Tony Jacklin spoke of how the Ryder Cup was somewhat transformed as a competitive golfing spectacle during his transition through the years from player to ultimately to winning captain. “When I played my first Ryder Cup in 1967 we were in awe of the Americans,” he confessed. “They seemed like movie stars to us. Even their clothes fitted properly!”
Jacklin also recalled the famous, and at the time controversial, concession in his 1969 Ryder Cup singles match against Jack Nicklaus. “It was unenviable position really,” admitted Jacklin, “because all your team mates are right there watching and relying on you. That year’s captain Eric Brown came up to me and said (Jacklin now mimicking Brown’s Scottish accent), “You know what you’ve got to do, Tony!”
Jacklin, at that time the reigning Open champion, certainly did. He recalled how walking down the 18th fairway Jack had turned to him and said, ‘Tony, are you nervous?’ Jacklin replied that he was in fact ‘petrified’. ‘Just thought I’d ask,’ replied Jack, ‘because I am, too’. After Nicklaus had two-putted for par, he reached down and picked up Jacklin’s marker. “I don’t think you’d have missed that,” said Nicklaus, “but I didn’t want to give you the opportunity.” It remains one of history’s most noble of sporting gestures.
Bernard Gallacher was making his first appearance at the Club since suffering ‘sudden death syndrome’ in Scotland barely two months ago and received a standing ovation from the assembled guests. “I’m a bit nervous about speaking at a golfing function so soon after the last one,” he said, perhaps only half-jokingly. “I don’t remember anything about it,” added Bernard. “All I remember is waking up in hospital five days later with a priest beside my bed. I’m lucky to be here and I’m very grateful to all the members for their good wishes.

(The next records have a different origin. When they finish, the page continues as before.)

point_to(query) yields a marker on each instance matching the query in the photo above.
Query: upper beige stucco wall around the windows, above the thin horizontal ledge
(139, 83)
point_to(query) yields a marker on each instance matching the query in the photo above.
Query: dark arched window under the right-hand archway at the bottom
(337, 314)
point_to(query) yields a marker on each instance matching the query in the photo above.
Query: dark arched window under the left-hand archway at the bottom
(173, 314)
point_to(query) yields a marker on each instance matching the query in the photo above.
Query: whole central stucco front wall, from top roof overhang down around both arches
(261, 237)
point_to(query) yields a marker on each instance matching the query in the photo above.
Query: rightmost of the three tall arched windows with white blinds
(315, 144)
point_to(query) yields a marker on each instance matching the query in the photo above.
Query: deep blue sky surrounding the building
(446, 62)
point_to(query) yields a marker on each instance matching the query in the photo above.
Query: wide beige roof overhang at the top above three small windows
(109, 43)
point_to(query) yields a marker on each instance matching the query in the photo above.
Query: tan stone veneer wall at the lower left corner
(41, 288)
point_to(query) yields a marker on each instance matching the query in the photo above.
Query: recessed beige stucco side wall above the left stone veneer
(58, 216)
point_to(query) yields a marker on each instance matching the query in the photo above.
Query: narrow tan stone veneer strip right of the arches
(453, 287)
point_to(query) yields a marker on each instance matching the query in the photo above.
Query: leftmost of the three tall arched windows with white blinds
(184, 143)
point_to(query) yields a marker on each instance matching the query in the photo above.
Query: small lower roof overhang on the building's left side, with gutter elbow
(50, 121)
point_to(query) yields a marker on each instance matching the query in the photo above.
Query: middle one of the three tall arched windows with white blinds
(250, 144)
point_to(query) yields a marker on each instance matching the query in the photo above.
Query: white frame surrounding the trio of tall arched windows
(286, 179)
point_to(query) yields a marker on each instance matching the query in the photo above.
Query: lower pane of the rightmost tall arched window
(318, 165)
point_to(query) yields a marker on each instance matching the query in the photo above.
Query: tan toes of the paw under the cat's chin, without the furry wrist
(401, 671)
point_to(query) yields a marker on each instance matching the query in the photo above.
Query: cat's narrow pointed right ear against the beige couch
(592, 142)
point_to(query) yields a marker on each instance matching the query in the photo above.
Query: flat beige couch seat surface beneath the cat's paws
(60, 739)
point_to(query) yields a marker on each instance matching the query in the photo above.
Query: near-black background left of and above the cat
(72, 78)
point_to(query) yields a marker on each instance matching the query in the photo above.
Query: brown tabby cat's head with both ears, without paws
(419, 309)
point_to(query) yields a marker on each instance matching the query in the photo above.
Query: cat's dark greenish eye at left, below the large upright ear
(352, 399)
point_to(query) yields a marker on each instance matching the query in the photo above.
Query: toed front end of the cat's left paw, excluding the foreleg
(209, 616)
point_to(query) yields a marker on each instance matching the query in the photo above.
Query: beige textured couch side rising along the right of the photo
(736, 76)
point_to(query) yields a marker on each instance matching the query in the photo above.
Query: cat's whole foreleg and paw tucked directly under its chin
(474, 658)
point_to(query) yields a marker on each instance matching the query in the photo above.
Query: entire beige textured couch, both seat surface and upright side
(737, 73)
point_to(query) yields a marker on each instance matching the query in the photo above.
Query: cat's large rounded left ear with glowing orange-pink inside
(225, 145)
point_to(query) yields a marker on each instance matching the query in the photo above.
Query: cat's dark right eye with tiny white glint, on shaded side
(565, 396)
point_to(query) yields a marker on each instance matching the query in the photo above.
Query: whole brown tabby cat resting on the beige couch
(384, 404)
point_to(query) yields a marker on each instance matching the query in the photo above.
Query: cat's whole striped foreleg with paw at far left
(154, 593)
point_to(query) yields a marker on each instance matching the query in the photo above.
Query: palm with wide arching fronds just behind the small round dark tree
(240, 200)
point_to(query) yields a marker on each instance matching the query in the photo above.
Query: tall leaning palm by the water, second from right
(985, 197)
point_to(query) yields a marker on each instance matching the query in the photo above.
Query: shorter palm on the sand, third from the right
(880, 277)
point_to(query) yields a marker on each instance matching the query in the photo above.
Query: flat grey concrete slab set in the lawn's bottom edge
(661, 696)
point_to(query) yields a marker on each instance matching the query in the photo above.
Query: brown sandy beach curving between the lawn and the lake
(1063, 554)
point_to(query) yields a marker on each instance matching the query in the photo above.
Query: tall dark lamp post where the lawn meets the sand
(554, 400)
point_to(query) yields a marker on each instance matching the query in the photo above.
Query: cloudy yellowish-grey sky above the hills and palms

I didn’t realize people liked me so much!”
Bernard, of course, inherited the Ryder Cup captaincy from Tony Jacklin. “I learned from Tony and picked up where he left off, basically,” said Bernard, who recounted some fascinating anecdotes, none more poignant than his memories of playing with and captaining Seve Ballesteros. “People talk about his great short game,” he said, “but from the moment I first played with Seve when he was 16 years old I always thought of him as a great, long driver of the ball. Seve had everything and I got the best of him in the 1991 Ryder Cup at Kiawah. He was unbelievable that week.”
Meanwhile, George O’Grady spoke of the great contributions to golf and to the Ryder Cup made by the likes of Alliss, Jacklin and Gallacher. “There’s no question Tony Jacklin helped turn the Ryder Cup around,” said O’Grady, “with all those great players behind him. We’ve just built on that. People respect the traditions of the Ryder Cup; it’s a wonderful commodity that inspires generations of boys and girls to take up golf.”
The evening was brought to an end in rather touching fashion as Sir Michael read out a letter to Peter Alliss from golfing legend Jack Burke Jnr, the only surviving member of the 1953 US team. “If I get there (to heaven) before you,” wrote Burke, “I’ll have the gates left open and you can have that game with Ben Hogan.”
And that was that. In the best traditions of light entertainment, the stars of the night departed the stage with the crowd no doubt wanting more. However, as Sir Michael said, “it’s past all our bed times now and we really should be at home with our bed socks on.”